Yes, Chinese text layout task force is going to publish several "REQs" of Asian language, Mongolian, Tibetan, and of course Traditional/Simplified Chinese/Hanzi. [1]

I'm working on the first working draft of TC/SC Hanzi. We also want to list punctuations' code points as reference to solve the mess. Middle Dot is one of them.

> About the middle dot in Traditional Chinese, based on the exchange between Addison and me yesterday, both U+30FB and U+FF0E must be removed from the equation, because the former has strong ties to Japanese-only usage (and because Chinese fonts may not include a glyph for this character) and the latter is a full-stop (aka period) that happens to be centered within the em-box for Traditional Chinese use.


Agreed.

> That leaves U+00B7 and U+2027, but U+2022 should also be considered.

I think U+2022 is a bullet and usually larger than the middle dot. And it may used for emphasis dot, filled one.

If we get the glyph smaller, authors may need extra work to fix.

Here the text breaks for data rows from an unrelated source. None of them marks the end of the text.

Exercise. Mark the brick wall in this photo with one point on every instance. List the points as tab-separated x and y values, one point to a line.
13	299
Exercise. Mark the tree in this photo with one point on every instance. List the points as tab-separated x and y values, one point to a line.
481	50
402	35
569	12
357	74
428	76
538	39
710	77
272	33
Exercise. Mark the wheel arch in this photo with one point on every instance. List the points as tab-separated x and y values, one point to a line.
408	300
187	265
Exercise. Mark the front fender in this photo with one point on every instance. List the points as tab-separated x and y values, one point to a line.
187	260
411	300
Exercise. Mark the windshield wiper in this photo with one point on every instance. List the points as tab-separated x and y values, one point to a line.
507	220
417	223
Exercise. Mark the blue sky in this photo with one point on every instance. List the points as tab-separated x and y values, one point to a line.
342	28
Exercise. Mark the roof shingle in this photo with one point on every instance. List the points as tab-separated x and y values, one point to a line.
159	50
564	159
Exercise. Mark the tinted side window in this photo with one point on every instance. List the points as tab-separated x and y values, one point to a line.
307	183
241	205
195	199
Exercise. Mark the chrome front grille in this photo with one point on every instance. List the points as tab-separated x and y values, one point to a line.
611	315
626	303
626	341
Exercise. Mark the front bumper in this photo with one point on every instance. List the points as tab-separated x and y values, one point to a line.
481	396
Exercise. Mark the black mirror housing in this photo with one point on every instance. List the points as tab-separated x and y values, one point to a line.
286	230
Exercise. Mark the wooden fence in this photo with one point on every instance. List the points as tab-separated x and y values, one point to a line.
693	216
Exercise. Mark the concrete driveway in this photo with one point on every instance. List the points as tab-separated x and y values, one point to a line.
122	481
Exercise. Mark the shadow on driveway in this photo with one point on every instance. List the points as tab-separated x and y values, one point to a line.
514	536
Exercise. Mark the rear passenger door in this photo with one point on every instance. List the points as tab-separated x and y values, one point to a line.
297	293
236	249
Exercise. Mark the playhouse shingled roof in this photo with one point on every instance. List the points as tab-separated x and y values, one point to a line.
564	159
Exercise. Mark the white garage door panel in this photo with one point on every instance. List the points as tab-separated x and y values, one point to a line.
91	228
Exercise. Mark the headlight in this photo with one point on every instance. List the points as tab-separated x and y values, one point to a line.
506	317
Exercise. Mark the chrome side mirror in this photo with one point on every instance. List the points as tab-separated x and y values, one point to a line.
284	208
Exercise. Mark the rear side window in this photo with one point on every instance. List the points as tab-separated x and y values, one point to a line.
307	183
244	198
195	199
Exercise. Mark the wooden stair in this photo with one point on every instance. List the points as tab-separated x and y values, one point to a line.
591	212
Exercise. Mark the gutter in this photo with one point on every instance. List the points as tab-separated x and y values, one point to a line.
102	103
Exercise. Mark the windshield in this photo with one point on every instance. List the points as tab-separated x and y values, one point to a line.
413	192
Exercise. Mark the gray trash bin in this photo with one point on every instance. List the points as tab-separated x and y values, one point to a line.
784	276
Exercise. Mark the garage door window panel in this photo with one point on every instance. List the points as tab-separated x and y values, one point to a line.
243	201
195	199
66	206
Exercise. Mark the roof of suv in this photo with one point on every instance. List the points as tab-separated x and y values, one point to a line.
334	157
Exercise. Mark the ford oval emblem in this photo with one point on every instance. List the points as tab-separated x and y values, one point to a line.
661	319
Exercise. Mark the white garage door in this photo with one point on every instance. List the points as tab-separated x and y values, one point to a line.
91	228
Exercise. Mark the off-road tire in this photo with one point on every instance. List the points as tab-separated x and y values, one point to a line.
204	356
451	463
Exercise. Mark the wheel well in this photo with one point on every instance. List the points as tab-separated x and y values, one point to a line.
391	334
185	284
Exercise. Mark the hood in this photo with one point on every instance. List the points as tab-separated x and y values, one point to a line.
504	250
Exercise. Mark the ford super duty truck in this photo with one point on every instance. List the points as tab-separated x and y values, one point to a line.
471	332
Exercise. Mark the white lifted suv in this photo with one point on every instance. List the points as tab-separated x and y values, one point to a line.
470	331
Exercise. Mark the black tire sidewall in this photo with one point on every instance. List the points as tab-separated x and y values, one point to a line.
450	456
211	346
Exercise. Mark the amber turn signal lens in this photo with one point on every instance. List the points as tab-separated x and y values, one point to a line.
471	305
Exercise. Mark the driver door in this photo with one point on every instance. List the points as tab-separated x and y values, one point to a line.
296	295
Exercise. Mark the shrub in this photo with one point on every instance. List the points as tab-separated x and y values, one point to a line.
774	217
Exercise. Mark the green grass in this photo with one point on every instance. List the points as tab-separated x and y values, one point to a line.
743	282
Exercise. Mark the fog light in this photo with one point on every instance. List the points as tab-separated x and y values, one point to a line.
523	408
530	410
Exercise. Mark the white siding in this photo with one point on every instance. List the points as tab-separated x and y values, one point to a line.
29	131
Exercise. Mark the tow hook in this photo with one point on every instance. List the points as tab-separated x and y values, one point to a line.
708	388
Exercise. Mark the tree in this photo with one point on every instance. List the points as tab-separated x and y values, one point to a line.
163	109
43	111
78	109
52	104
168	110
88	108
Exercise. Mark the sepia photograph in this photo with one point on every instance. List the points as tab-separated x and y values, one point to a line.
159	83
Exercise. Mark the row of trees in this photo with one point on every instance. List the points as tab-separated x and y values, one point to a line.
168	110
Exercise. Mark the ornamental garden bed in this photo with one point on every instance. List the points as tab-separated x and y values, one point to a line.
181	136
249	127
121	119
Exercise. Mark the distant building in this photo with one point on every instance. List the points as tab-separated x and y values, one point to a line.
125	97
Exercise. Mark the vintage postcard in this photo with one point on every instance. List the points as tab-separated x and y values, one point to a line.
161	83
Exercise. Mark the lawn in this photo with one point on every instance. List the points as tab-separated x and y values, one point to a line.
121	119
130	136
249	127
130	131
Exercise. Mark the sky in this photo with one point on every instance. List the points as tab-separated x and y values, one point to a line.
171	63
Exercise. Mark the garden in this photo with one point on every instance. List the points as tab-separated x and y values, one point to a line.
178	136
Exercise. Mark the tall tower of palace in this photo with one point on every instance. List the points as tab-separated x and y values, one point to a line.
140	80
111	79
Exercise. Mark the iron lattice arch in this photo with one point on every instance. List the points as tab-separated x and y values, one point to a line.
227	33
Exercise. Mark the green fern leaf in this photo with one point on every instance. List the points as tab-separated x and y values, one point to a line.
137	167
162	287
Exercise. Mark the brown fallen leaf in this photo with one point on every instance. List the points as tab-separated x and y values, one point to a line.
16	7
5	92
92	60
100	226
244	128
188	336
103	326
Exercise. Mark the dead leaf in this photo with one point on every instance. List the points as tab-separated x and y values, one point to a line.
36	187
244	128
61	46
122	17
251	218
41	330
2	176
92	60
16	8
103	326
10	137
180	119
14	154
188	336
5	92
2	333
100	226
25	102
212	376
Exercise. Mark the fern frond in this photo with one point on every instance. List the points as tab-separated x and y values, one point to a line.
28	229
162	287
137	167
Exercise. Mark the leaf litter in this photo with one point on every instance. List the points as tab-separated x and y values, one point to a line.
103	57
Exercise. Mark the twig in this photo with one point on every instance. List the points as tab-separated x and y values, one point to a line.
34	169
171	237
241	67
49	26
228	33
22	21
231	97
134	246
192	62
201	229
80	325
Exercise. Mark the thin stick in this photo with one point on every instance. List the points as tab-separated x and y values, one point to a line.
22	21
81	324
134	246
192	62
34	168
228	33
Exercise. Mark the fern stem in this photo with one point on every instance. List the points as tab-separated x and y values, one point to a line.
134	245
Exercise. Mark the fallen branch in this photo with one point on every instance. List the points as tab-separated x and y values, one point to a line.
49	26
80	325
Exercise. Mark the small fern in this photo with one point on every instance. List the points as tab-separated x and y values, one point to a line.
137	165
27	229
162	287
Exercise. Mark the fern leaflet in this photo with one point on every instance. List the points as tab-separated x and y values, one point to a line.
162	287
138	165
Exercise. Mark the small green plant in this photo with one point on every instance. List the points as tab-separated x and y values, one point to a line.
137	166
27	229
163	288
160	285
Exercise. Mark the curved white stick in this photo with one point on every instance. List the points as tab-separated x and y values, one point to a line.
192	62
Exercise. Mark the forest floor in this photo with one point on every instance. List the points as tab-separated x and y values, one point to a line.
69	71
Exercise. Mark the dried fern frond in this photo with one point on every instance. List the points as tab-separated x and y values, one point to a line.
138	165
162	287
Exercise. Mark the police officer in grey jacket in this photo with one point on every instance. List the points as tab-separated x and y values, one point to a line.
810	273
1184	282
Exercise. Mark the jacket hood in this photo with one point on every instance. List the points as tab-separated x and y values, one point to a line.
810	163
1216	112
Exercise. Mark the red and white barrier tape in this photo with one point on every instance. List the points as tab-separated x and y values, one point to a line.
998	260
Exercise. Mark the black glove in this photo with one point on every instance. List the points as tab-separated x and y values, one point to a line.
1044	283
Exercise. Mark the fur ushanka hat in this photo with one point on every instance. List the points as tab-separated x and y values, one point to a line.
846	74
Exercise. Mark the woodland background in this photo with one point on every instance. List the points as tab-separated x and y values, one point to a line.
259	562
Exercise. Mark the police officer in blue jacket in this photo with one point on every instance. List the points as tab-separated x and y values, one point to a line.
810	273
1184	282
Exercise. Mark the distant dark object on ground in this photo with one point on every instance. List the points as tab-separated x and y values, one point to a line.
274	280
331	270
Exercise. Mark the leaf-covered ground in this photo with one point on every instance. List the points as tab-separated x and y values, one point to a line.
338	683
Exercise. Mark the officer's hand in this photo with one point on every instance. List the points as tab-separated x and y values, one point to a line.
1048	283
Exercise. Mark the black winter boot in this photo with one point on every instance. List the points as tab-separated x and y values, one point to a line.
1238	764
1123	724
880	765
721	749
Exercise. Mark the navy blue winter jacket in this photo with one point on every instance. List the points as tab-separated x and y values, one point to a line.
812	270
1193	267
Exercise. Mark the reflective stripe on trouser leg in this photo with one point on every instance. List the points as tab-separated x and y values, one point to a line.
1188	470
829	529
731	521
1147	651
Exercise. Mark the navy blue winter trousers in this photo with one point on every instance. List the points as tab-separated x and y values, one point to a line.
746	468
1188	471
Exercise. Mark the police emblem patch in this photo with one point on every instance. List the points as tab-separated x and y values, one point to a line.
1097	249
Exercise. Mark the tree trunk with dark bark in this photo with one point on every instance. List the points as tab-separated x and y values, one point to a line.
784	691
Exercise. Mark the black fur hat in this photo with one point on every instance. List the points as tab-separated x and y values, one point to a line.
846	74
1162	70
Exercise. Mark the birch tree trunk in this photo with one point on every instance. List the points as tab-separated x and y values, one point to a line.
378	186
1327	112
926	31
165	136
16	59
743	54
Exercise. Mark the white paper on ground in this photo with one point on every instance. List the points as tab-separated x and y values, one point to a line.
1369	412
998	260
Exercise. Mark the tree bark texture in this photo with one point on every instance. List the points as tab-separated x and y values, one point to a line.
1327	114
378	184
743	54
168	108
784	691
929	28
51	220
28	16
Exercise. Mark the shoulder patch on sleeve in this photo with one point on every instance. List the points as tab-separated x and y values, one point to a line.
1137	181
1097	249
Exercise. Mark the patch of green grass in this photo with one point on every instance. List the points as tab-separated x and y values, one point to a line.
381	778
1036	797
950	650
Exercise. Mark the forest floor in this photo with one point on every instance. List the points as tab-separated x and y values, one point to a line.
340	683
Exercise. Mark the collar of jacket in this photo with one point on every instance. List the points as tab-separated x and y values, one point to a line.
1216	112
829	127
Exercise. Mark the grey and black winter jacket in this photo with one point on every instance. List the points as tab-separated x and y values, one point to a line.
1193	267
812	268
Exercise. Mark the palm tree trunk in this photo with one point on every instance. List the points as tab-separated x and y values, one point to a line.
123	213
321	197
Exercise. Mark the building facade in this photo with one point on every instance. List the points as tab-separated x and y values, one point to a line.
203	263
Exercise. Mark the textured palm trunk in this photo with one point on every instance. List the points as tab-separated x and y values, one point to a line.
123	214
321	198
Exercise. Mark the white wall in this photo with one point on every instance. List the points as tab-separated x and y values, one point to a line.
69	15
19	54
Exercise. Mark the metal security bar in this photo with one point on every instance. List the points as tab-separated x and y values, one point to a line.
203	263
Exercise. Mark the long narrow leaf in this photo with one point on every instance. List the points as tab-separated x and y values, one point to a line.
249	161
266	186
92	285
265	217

> The U+2022 versus U+2027 mapping difference is likely yet another platform (Windows versus OS X) difference in the treatment of some punctuation and other symbols. I suggest that someone use the standard Traditional Chinese IME on both platforms to input the character for 0xA145, then inspect which Unicode character was emitted into the document.。

I will try to sort them out. Yosemite's default IME lists : 4 U+30FB 5 U+00B7 6 U+FF0E [2]. Quite terrible, 

> Source Han Sans (and Noto Sans CJK), the Pan-CJK typeface family that we released earlier this year, do not conform to the above recommendation, but I can implement these recommendations for Traditional Chinese fonts and font instances in the Version 1.002 update that I am planning for the early part of 2015. This would affect only U+00B7 (it is currently proportional) and U+2022 (ditto). U+2027 is a full-width middle dot.

Thank you. I may list them on the ZHREQ for middle dot, I'm thinking about:

[U+00B7] en, zh-Hant, it will be half-width. 
[U+2027] en, zh-Hant, probably fallback to Chinese font to be full-width.

[U+00B7] zh-Hant <-> zh-Hans, same.
[U+2027] zh-Hant <-> zh-Hans, need mapping.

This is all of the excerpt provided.